Steven Gerrard this week retired from international football, and in doing so stepped down from the role as England captain after 114 caps. As the country debates who should be the next captain, and whether who is captain is really important – did Gerrard do a good job? And is the national team captain really that important?
Despite playing for England some 114 times, and captaining the side in the 2010 and 2014 World Cups and 2012 European Championships – with a winning percentage of 62% when he has played – the outcome has never been success. For all those saying he has been a brilliant captain and will be missed in the England side – on what evidence is this based?
Since the relative success of 1990, England have never ventured past the semi-finals of a major tournament (once, in 1996), and since Gerrard made his debut for England in 2000, the national side have never progressed past the Quarter Final stage, and even failed to qualify for the Euro’s in 2008. This despite England fielding the Golden Generation of Gerrard, Owen, Joe Cole, Ashley Cole, John Terry, Rio Ferdinand, Frank Lampard and to an extent, Wayne Rooney.
Although Gerrard does have, on paper, a fantastic record for England, especially when involved as captain, the problem remains that he has never taken this forward in to a major competition where it matters. Every goal or 10/10 performance against the likes of Luxemburg and Andorra, counts for nothing in a tournament against a Brazil, or an Italy, or a Germany.

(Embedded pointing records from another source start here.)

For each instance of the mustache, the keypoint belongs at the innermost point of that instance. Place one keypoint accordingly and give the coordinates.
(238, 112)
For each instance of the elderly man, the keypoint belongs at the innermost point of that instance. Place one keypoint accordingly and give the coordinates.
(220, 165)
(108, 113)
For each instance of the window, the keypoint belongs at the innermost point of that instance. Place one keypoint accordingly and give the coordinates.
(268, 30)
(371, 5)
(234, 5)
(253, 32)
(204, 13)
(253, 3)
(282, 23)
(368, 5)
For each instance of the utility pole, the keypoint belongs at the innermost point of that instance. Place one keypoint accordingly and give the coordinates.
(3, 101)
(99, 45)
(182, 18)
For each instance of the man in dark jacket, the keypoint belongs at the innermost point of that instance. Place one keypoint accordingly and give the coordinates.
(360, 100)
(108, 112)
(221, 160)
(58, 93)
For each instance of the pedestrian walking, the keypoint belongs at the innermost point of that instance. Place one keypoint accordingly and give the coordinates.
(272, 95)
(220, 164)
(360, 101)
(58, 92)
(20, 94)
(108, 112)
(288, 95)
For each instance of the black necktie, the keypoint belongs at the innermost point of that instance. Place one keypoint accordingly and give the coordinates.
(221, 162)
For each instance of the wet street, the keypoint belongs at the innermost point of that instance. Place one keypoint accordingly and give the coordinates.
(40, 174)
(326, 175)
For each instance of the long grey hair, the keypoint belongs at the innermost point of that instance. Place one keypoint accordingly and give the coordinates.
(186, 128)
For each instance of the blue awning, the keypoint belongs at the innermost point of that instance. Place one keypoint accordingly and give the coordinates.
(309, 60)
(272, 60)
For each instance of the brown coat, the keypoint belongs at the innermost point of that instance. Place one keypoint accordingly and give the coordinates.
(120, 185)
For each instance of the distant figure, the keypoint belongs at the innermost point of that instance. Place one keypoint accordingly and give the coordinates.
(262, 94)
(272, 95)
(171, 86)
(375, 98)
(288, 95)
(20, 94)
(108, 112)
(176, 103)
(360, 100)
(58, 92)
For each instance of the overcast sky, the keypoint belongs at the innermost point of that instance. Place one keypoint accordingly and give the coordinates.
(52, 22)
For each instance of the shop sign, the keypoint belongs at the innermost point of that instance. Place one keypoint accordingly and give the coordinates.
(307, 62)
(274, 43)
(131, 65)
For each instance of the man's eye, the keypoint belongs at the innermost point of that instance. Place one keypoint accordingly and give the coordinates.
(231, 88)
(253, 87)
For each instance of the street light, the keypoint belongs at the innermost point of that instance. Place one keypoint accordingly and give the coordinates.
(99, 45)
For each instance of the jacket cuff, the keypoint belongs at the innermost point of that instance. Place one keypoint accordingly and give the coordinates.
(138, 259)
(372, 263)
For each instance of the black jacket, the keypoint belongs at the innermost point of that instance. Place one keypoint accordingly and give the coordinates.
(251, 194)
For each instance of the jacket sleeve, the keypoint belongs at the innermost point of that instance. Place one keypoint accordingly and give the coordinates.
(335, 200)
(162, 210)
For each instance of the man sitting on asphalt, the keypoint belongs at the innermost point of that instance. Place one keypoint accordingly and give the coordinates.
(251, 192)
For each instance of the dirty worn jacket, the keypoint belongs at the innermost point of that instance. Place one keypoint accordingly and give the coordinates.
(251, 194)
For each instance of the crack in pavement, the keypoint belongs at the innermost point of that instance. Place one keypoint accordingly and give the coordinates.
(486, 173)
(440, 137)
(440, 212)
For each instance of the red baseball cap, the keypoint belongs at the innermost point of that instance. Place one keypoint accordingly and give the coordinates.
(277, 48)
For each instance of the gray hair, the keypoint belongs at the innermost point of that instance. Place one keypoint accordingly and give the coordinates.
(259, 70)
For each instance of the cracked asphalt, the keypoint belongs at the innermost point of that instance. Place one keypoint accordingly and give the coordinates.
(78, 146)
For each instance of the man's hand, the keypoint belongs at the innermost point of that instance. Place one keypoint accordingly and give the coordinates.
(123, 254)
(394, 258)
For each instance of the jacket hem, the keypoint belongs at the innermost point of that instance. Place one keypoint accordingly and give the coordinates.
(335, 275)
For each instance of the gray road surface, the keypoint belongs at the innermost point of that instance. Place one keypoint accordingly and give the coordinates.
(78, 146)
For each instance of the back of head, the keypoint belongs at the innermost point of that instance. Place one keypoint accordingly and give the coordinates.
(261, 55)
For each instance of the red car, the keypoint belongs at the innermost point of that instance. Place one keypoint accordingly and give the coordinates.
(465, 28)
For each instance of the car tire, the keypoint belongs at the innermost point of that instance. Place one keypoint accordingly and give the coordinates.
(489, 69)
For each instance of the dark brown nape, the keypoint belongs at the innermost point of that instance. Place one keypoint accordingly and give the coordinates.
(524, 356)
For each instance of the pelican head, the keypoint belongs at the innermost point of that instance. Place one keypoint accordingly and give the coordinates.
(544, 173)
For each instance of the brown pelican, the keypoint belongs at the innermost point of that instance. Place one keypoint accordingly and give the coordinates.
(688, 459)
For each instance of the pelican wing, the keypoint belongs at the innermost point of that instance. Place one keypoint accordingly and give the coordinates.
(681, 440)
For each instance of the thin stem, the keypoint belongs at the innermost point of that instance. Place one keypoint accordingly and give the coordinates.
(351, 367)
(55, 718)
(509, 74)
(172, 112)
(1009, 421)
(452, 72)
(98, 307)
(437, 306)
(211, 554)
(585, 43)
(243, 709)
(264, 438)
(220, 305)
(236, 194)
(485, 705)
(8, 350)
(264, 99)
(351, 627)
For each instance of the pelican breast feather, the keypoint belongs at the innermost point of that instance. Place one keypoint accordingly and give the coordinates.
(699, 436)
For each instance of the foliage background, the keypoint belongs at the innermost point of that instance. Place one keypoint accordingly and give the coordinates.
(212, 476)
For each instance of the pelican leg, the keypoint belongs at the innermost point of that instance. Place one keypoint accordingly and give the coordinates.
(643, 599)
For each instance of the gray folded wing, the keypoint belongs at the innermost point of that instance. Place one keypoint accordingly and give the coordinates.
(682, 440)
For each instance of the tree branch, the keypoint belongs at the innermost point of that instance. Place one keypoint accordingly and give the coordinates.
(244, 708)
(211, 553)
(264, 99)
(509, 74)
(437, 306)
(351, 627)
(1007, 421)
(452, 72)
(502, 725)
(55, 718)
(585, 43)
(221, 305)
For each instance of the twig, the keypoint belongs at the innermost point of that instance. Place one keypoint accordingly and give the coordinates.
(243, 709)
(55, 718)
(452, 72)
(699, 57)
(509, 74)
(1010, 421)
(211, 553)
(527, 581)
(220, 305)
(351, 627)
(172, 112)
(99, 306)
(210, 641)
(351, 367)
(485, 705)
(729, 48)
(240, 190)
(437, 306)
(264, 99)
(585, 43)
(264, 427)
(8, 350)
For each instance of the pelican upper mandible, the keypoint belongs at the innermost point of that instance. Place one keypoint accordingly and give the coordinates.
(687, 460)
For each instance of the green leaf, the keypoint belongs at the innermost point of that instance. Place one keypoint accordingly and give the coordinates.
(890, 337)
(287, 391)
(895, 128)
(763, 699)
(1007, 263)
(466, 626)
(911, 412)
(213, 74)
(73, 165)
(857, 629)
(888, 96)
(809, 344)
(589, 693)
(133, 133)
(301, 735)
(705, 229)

Through his retirement, Gerrard may have solved more problems than he has posed. As the end of the Golden Generation approaches with the likes of the two Coles, Owen, Terry and Ferdinand no longer representing the national team, there has been a push from the general public for youth to be given a chance, and for a team to be able to develop and play to a certain style. For Hodgson, replacing Gerrard with someone many years younger would have created media furore. By taking the decision away from Hodgson, he has arguably done him a favour – especially considering whether Gerrard would still be up to the task in 2-4 years. Now the England manager is well and truly allowed to develop his own team to play the way desired by those who reside at St Georges Park.